Kinsey, Ronald S. “Anglo-Saxon Law and Practice Relating to Mints and Moneyers.” British Numismatic Journal 29 (1958-59): 12-50.


Regarding the 978 date offered in the question, note that both Brittania.com and Fordham.edu are actually referring to the year Æthelred the Unready's reign began, not the year the law was issued. That is, they are saying, "these are the laws in the time of King Æthelred, who became king in 978". You can see this clearly from the source they are both referencing, where 978 appears only once at:

The Laws of London in the Time of Ethelred . . . Source: Thorpe, Benjamin, Ancient Laws and Institutes of England, pp. 300-303 (Eyre & Spottiswoode, London, 1840). - A.D. 978

Cave, Roy Clinton, and Herbert Henry Coulson. A source book for medieval economic history. Biblo & Tannen Publishers, 1965.

As you see, their source is in term citing a chapter from Thorpe's Ancient Laws and Institutes of England.
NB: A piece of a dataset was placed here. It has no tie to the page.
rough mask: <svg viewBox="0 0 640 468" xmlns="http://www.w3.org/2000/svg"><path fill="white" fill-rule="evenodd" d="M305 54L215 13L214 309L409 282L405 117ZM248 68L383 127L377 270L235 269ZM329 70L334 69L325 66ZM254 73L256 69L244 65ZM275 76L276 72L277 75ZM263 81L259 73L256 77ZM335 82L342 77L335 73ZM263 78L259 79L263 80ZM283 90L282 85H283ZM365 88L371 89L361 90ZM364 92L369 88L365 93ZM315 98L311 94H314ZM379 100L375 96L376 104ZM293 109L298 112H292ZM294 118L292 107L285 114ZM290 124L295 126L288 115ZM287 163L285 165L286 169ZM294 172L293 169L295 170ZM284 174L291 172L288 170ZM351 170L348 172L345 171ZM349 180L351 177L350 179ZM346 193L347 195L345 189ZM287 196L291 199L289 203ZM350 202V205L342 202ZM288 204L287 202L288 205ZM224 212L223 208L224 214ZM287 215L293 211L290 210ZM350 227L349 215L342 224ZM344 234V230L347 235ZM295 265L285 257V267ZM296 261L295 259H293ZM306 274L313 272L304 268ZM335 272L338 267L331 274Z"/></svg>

And indeed, the number "978" does not appear anywhere in that source either except at start of the cited chapter, when Æthelred was noted to have became king that year.

[Ethelred, son of Edgar, succeeded to the throne, on the murder of his brother Edward, in the year 978, and died in 1016. - T.]

Thorpe, Benjamin, ed. *Ancient Laws and Institutes of England.*GE Eyre and A. Spottiswoode, printers to the Queen's Most Excellent Majesty, 1840.